Knowing the difficulties of HMAC creation, if we construct a HMAC like

$$HMAC_k(x)=h((k \oplus \text{ opad })||h((k \oplus \text{ ipad })||x))$$

with the \(k\) being left padded with zeros to match the block size \(b\). Usually SHA-1 is used as \(h\). The padded key is then XORed with ipad and opad, where \(\text{ipad}=36||...||36\) and \(\text{opad}=5C||...||5C\) are 512 bit constants of a repetitive bit pattern with length 64. \(f = h((k \oplus \text{ ipad })||x)\) is a keyed hash function that hashes arbitrarily sized inputs and \(g = h((k \oplus \text{ opad })||y)\) takes a input of exactly 512 bit.

When \(f\) is collision resistant and \(g\) is computation resistant, HMAC is computation resistant.

When there is no adaptive \((\epsilon_1,q+1)\) collision attack on \(f\) and no adaptive \((\epsilon_2,q)\) forgery for \(g\), then there is no \((\epsilon_1+\epsilon_2,q+1)\) forgery for the HMAC.

It can be proven that the HMAC construction above is secure if the used hash function is collision free. So in order to break the HMAC, one must find collisions for the used hash function (For example SHA-2).

CBC-MAC

One can also create hashes with block ciphers such as with AES used in cipher block chaining mode (CBC). MAC creation is simply the repeated encryption of the message blocks XORed with the previous result of the encryption (Similarly as the sponge construction). The initial encryption uses a random and public IV.

$$y_1 = e_k(x_1 \oplus IV)$$

to start and

$$y_i = e_k(x_i \oplus y_{i-1})$$

takes each message block \(x_i\) and XORs it with the output of the previous round. Then the final MAC is set as the final result of all encryptions \(MAC_k(x) = y_n\)
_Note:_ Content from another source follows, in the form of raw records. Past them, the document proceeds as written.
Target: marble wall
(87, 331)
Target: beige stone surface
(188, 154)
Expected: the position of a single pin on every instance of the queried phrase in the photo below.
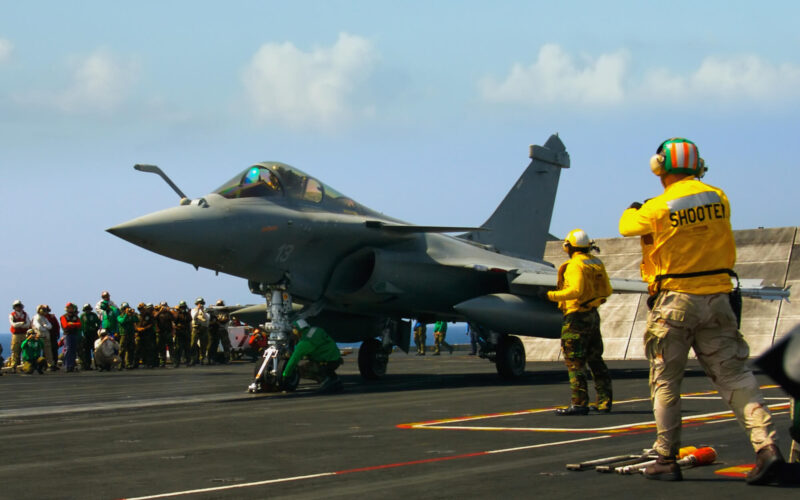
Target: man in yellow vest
(582, 286)
(688, 254)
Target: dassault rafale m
(317, 254)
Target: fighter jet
(315, 253)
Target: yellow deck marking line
(359, 470)
(444, 424)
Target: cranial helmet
(677, 156)
(301, 325)
(577, 238)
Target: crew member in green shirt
(316, 356)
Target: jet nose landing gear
(268, 375)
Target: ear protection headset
(678, 156)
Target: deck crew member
(316, 356)
(582, 286)
(688, 257)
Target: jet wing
(407, 229)
(527, 282)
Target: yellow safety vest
(582, 284)
(686, 229)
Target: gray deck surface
(166, 431)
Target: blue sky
(421, 110)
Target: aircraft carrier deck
(435, 427)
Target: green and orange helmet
(677, 156)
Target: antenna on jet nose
(155, 170)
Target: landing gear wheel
(262, 383)
(372, 359)
(290, 383)
(510, 359)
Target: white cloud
(606, 80)
(316, 88)
(556, 78)
(738, 78)
(6, 47)
(99, 83)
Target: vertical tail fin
(520, 225)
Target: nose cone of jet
(167, 232)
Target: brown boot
(769, 463)
(665, 469)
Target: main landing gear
(506, 352)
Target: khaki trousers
(707, 324)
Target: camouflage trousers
(198, 344)
(582, 345)
(127, 350)
(707, 324)
(439, 342)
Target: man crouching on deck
(316, 356)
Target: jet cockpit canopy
(273, 179)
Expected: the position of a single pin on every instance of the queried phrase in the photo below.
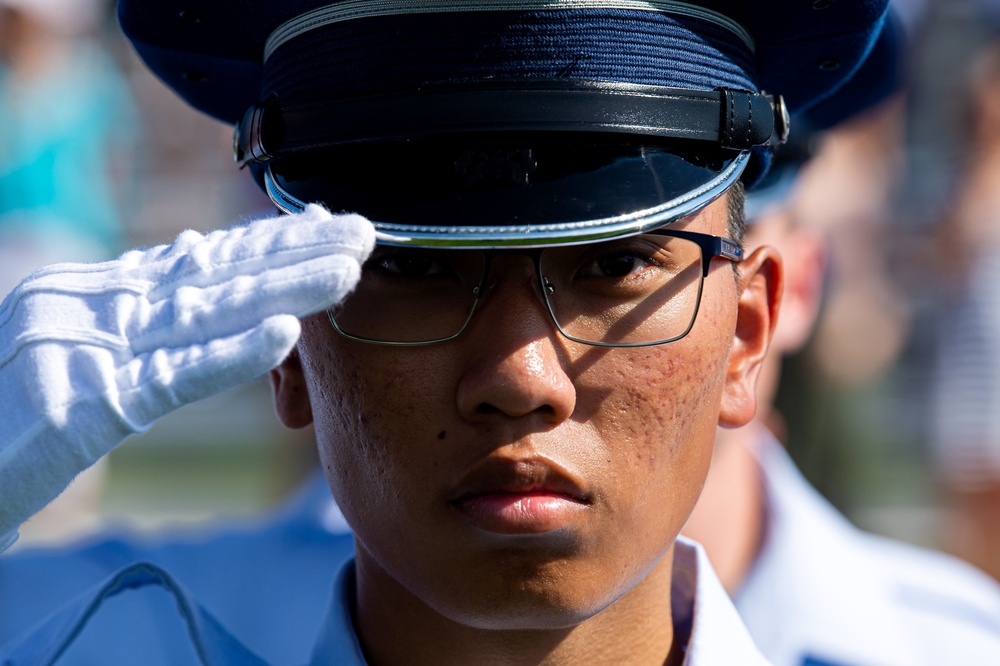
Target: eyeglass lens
(638, 290)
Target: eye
(618, 262)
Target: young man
(516, 405)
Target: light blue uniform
(701, 612)
(824, 592)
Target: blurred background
(892, 410)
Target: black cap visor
(501, 190)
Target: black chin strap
(725, 118)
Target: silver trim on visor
(562, 233)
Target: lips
(512, 497)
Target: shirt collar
(701, 608)
(813, 570)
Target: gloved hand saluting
(91, 353)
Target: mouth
(519, 497)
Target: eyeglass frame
(711, 247)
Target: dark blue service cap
(486, 123)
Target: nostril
(487, 409)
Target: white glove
(91, 353)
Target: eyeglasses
(631, 292)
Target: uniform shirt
(702, 613)
(291, 556)
(823, 592)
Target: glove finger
(156, 383)
(265, 245)
(193, 316)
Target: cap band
(359, 9)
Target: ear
(757, 315)
(291, 395)
(804, 263)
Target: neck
(729, 517)
(395, 627)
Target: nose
(518, 366)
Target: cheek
(660, 428)
(371, 417)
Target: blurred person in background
(811, 587)
(65, 115)
(966, 387)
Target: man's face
(511, 478)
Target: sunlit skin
(515, 496)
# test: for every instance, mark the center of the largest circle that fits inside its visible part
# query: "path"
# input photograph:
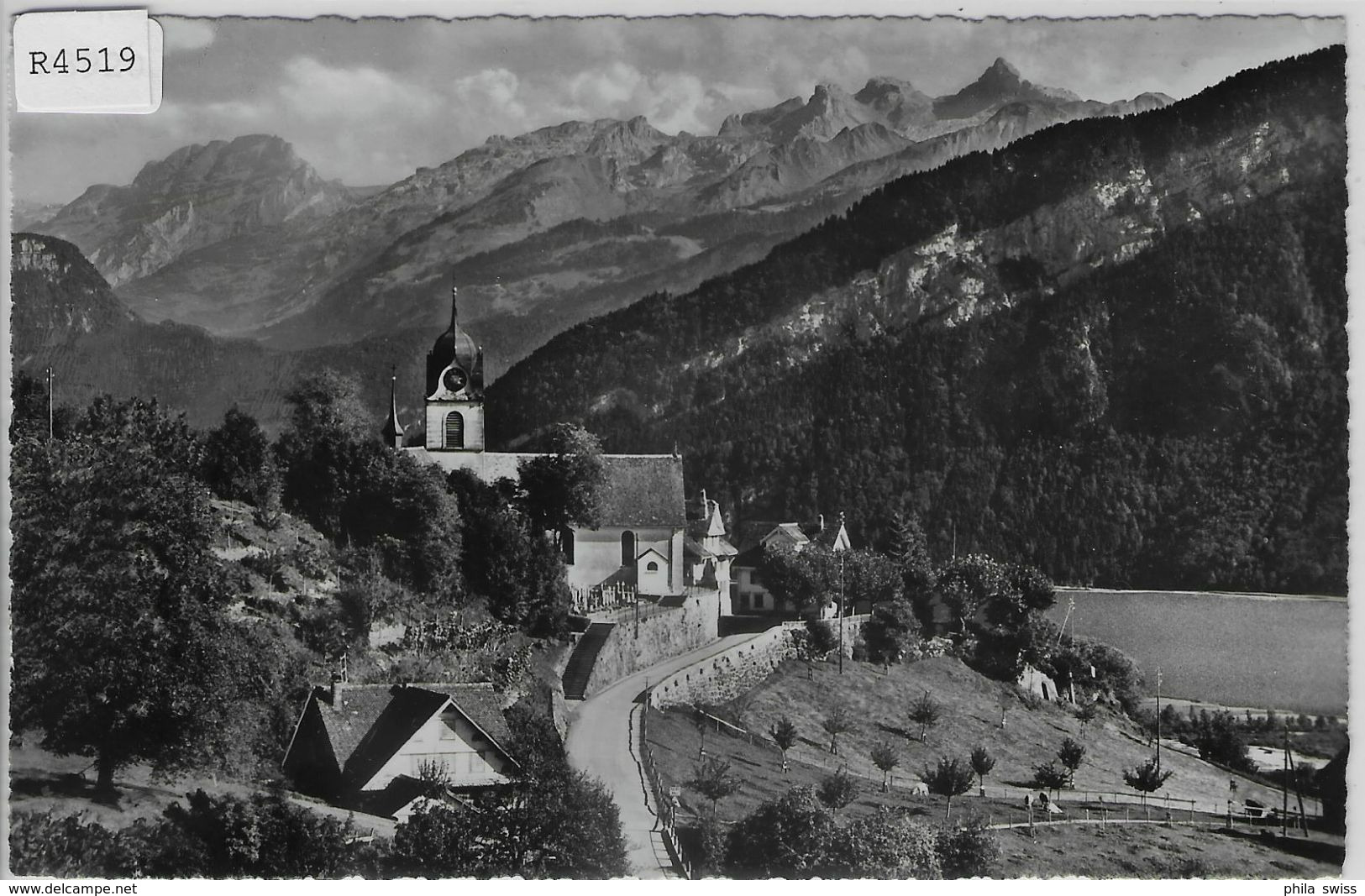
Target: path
(604, 731)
There is an adaptive chosen text attack on a CBC-MAC when CBC-MACs are used without preprocessing. If the attacker knows the MAC values \(z=h_k(x)\) and \(z'=h_k(x')\) for the texts \(x=x_1||...||x_n\) and \(x'=(x_{n+1} \oplus IV \oplus z)||x_{n+2}||...||x_{n+m}\), then the MAC value \(h_k(x'') = z'\) for the message \(x''=x_1||...||x_{n+m}\).

This attack is not possible if only messages with fixed lengths \(nt\) are allowed.

There is also an birthday attack on CBC-MACs where you need \(q \approx 2^{t/2}\) queries to obtain the MAC value for an message \(x\) that was not queried before. \(x\) can be arbitrarily chosen, except the first t-bit-block is given. \(x\) is a \(tn\) long bitstring. The attacker chooses \(n-2\) arbitrary t-bit-blocks and two times \(q\) pairwise-different t-bit-blocks. He then queries the MAC values \(z_i = h_k(x^i)\) for the selected messages. If there is a collision pair for the computed MACs, he will find them.

The above described attack is a \((\epsilon, q+1)\)-Attack for \(q \approx 1.17\cdot2^{t/2}\). Only the last query is adaptive, all the \(q\) prior are non adaptive.

In general there are adaptive queries, where the query \(x_i\) depends on the queries \(x_1, ..., x_{i-1}\) before. Non-adaptive queries do not need knowledge about the prior queries. Then there are selective forgeries, where the attacker can obtain the MAC value for a message he has chosen. Then there are existential forgeries, where the attacker can obtain a forgery but cannot chose which one.